Levi évoque cela par petites touches, dressant au final un tableau d’une noirceur sans nom qui fait frissonner d’un immense effroi. Comment cela a-t-il pu être possible? Comment une société peut-elle mettre en place un système concentrationnaire voué à l’éradication d’hommes, de femmes et d’enfants, le tout au coeur d’une logistique à l’extrême précision et efficacité?
Le récit de la souffrance, de l’ignominie est écrit à la manière d’un documentaire: c’est ce qu’a voulu Levi, montrer, par la distanciation de son écriture, la réalité d’un système de destruction. Levi regarde, a postérori, le Lager de façon presque clinique: des faits, des descriptions, des remarques objectives, moyens nécessaires pour poser l’extrême gravité de ce qui s’est déroulé dans ces camps d’extermination. Parfois, le lecteur a le sentiment que l’auteur est extérieur à ces photographies du quotidien, tant le recul est grand pour apporter plus de force encore au récit.
On sent que Levi s’accroche à la moindre parcelle d’humanité qu’il a en lui et qu’il voit dans ses compagnons de misère pour survivre jusqu’au lendemain, pour conserver le peu de dignité que les nazis ont laissé à leurs victimes.

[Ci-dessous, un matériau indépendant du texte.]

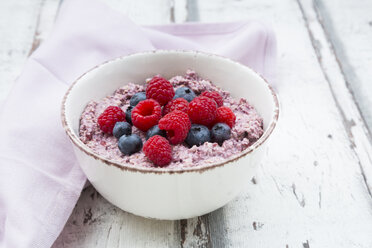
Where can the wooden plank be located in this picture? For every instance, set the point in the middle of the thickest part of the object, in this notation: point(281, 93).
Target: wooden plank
point(18, 20)
point(312, 193)
point(96, 223)
point(348, 26)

C’est cela qui le maintient à l’état d’homme, c’est cela qui lui évite de franchir la fragile frontière séparant l’homme de l’animal. A un moment du récit, Levi fait d’ailleurs allusion, avec une ironie terrible et délicieuse, à la formidable occasion offerte par ce système concentrationnaire, unique dans l’histoire de l’humanité (le Goulag se trouvant à un degré moindre d’horreur psychique), d’effectuer, grandeur nature, une étude psycho-ethno-économico-sociologique d’une micro société!

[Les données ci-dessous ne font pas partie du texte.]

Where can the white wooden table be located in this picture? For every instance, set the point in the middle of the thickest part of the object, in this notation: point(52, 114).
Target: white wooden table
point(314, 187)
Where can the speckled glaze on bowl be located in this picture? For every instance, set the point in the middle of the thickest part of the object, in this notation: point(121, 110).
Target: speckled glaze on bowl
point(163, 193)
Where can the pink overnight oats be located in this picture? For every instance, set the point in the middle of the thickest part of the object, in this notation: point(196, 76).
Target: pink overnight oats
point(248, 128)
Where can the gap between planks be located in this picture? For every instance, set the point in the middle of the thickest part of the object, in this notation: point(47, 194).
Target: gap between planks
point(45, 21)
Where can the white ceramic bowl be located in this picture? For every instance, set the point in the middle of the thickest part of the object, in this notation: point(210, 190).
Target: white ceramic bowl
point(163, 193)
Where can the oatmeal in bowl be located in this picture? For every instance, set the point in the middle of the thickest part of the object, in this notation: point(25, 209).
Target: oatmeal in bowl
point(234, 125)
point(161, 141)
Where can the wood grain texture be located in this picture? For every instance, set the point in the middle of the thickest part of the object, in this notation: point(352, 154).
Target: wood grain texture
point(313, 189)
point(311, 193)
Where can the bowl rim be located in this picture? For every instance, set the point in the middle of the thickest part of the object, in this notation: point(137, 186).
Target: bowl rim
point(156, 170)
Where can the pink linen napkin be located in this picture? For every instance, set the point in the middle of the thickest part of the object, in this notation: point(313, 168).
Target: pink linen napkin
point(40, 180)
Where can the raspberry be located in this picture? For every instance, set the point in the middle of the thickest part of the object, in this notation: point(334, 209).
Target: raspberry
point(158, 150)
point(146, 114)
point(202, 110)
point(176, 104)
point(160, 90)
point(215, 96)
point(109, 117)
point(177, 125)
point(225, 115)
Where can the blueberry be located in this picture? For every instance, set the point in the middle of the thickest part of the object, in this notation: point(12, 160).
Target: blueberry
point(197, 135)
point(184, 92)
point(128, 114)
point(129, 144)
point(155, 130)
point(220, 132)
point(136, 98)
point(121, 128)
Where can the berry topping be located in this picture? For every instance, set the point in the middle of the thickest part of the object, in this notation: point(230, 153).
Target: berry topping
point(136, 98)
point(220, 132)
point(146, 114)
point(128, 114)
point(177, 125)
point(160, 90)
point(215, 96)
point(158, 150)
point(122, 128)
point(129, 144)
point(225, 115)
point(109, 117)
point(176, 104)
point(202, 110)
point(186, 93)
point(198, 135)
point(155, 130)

« Si c’est un homme » est une oeuvre dans laquelle l’autobiographie se mêle à la description dénuée d’émotion, de jugement ou de désir de vengeance, une lecture que l’on reçoit tel un coup de poing en pleine figure, une lecture glaçante sur un univers qui relève de l’inimaginable et qui fut la réalité d’un peuple. On en sort laminé par tant d’horreurs orchestrées, par tant de tortures tant physiques que psychologiques (à tel point que l’on peut se demander si les premières ne sont pas moins douloureuses que les secondes) perpétrées cliniquement, industriellement et scientifiquement par les nazis.
Je n’avais encore jamais lu « Si c’est un homme », mais j’avais déjà visité un camp de concentration, celui de Dachau, lorsque j’étais au collège, puis visionné, au lycée (j’étais en 2nde) le film « Nuit et brouillard »: le récit de Primo Levi m’a bouleversée au plus haut point, mettant une voix et un témoignage sur ce que j’avais pu voir à Dachau. Comme le soulignait Kalistina « on se sent tout petit » après la lecture d’une telle expérience! Petit et ignorant.
Un livre incontournable pour tenter de saisir l’essence d’une idéologie mortifère, celle du nazisme, un livre pour ne rien oublier des atrocités commises au nom de cette idéologie, un livre pour éloigner ce bacille d’une peste noire toujours prête à renaître de ses cendres, en endossant des habits plus respectables mais tout autant nocifs pour l’humanité.
NB: l’appendice au récit est à lire et méditer!